Tra il settembre del 1947 e il febbraio del 1948, contemporaneamente a “Il compagno”, scrisse “La casa in collina” che uscì l’anno successivo insieme a Il carcere” nel volume Prima che il gallo canti il cui titolo, ripreso dalla risposta di Cristo a Pietro, si riferisce, con tono palesemente autobiografico ai suoi tradimenti politici. Seguirà, tra il giugno e l’ottobre del 1948 Il diavolo sulle colline.

Alla fine dell’anno uscì “Prima che il gallo canti” che venne subito elogiato dai critici Emilio Cecchi e Giuseppe De Robertis. Dal 27 marzo al 26 maggio del 1949 scrisse “Tra donne sole” e, al termine del romanzo, andò a trascorrere una settimana a Santo Stefano Belbo e, in compagnia dell’amico Pinolo Scaglione, a suo agio tra quelle campagne, iniziò ad elaborare quella che sarebbe diventata “La luna e i falò”, l’ultima sua opera pubblicata in vita.

Il 24 novembre 1949 venne pubblicato il trittico “La bella estate” che comprendeva i già citati tre romanzi brevi composti in periodi diversi: l’eponimo del 1940, “Il diavolo sulle colline” del 1948 e “Tra donne sole” del 1949. Sempre nel 1949, scritto nel giro di pochi mesi e pubblicato nella primavera del 1950, scrisse “La luna e i falò” che sarà l’opera di narrativa conclusiva della sua carriera letteraria.

Ancora il suo diario è incredibilmente efficace per farci rendere conto di come opere e vita siano intrecciate.
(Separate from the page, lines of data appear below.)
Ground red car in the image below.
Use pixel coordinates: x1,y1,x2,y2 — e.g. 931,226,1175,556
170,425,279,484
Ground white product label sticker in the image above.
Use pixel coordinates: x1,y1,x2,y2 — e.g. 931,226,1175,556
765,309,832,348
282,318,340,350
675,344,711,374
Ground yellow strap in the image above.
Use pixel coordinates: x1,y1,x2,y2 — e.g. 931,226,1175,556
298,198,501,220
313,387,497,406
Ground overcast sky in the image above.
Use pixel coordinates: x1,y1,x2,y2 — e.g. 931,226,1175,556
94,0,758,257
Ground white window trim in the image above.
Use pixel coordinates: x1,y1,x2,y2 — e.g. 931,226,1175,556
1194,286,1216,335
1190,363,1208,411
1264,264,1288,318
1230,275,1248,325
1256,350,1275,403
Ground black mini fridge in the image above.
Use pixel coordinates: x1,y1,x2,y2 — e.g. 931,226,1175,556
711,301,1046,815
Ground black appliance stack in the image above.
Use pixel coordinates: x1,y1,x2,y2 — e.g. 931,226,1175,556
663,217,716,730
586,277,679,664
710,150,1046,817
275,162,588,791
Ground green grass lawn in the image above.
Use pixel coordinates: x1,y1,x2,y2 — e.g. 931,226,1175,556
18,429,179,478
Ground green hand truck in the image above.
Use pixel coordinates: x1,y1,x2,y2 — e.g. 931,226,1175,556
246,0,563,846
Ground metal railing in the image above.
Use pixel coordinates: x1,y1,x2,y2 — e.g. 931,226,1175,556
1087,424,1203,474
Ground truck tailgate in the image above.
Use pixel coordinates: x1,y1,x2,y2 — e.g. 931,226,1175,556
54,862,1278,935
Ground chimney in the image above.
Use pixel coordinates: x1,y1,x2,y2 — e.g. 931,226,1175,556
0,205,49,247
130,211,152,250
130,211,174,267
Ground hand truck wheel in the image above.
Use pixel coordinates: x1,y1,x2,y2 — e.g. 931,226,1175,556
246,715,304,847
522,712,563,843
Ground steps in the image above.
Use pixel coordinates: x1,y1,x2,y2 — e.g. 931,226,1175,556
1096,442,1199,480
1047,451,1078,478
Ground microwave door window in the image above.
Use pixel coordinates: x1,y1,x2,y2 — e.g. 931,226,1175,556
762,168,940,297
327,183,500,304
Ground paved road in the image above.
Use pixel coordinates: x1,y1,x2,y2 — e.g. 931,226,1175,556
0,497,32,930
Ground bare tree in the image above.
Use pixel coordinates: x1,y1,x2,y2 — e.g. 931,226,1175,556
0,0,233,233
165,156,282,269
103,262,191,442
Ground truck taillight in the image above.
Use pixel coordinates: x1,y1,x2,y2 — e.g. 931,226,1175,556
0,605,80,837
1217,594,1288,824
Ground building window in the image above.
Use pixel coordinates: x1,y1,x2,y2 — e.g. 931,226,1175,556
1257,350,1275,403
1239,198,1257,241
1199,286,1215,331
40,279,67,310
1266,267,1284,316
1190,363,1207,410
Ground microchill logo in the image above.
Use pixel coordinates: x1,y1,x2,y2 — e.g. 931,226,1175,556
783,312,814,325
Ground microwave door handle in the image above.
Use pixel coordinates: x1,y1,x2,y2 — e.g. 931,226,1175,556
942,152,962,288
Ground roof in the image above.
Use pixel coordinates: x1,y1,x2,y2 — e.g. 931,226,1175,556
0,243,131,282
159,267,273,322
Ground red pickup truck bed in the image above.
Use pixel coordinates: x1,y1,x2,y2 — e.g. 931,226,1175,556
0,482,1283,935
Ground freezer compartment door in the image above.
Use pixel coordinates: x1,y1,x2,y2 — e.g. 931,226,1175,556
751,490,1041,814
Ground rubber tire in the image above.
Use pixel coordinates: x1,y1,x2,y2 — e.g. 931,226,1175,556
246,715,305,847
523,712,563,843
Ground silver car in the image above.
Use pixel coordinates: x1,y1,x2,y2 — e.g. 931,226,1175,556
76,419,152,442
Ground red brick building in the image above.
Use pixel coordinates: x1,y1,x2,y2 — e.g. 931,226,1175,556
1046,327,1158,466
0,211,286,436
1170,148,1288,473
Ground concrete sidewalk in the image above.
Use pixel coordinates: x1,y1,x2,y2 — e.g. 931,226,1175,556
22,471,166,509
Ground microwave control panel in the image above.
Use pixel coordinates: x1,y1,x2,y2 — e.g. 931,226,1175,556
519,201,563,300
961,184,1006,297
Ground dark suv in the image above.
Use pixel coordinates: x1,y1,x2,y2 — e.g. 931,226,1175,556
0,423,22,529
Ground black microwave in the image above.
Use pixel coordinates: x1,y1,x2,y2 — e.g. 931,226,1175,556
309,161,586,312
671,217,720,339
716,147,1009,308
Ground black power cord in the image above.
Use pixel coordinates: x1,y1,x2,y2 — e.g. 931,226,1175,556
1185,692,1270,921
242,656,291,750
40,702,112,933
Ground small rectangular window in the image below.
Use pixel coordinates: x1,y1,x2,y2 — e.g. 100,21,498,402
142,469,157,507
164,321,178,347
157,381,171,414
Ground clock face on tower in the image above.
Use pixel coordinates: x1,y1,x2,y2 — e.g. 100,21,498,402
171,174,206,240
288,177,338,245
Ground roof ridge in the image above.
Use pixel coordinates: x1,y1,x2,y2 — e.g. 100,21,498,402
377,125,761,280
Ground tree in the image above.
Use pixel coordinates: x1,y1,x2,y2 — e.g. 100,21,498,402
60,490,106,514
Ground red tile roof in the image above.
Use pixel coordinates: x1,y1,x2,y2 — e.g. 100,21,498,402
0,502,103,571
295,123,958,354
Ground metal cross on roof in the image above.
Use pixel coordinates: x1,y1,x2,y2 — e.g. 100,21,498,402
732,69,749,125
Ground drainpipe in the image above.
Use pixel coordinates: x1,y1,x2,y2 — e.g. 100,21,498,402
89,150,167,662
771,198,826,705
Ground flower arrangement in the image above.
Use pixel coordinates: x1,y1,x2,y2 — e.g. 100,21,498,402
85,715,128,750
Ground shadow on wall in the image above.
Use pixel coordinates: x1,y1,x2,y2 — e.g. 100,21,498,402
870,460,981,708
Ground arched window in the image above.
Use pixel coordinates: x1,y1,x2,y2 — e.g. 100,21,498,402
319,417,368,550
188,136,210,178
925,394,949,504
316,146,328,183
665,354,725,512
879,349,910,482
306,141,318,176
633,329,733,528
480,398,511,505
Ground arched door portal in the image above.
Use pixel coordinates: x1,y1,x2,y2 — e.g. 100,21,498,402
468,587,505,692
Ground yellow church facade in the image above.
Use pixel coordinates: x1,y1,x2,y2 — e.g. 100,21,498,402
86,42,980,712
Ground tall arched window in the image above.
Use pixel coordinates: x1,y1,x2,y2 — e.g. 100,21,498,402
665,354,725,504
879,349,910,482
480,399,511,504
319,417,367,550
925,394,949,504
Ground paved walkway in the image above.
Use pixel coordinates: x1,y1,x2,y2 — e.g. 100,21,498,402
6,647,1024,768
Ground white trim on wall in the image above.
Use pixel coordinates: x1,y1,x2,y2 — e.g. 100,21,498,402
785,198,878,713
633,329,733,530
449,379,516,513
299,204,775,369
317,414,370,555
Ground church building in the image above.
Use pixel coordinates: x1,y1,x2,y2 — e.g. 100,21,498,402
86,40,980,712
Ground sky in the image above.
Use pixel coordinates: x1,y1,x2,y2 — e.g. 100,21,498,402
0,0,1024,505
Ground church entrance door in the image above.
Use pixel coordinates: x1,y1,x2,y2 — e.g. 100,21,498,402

Qui si riferisce a un breve soggiorno a Roma: “Roma è un crocchio di giovanotti che attendono per farsi lustrare le scarpe. Passeggiata mattutina. Bel sole. Ma dove sono le impressioni del ’45-’46? Ritrovato a fatica gli spunti, ma niente di nuovo. Roma tace. Né le pietre né le piante dicono più gran che. Quell’inverno stupendo; sotto il sereno frizzante, le bacche di Leucò. Solita storia. Anche il dolore, il suicidio, facevano vita, stupore, tensione. In fondo ai grandi periodi hai sempre sentito tentazioni suicide. Ti eri abbandonato. Ti eri spogliato dell’armatura. Eri ragazzo. L’idea del suicidio era una protesta di vita. Che morte non voler più morire.”

In quello stesso periodo conobbe l’attrice statunitense Constance Dowling: bella e dannata, come si conviene a tutte le attrici americane che si rispettino. Tra illusioni e periodi di esaltazione, sempre ossessionato dal rincorrerla, follemente innamorato, arriva quella tragica notte dell’agosto 1950.
Cesare Pavese si lancia da un albergo di Torino, quando aveva appena concluso “Verrà la morte e avrà i tuoi occhi”: poesia evidentemente dedicata a quell’amore maledetto e irraggiungibile che aveva tentato di rincorrere per tutta la vita, uscendone amaramente sconfitto.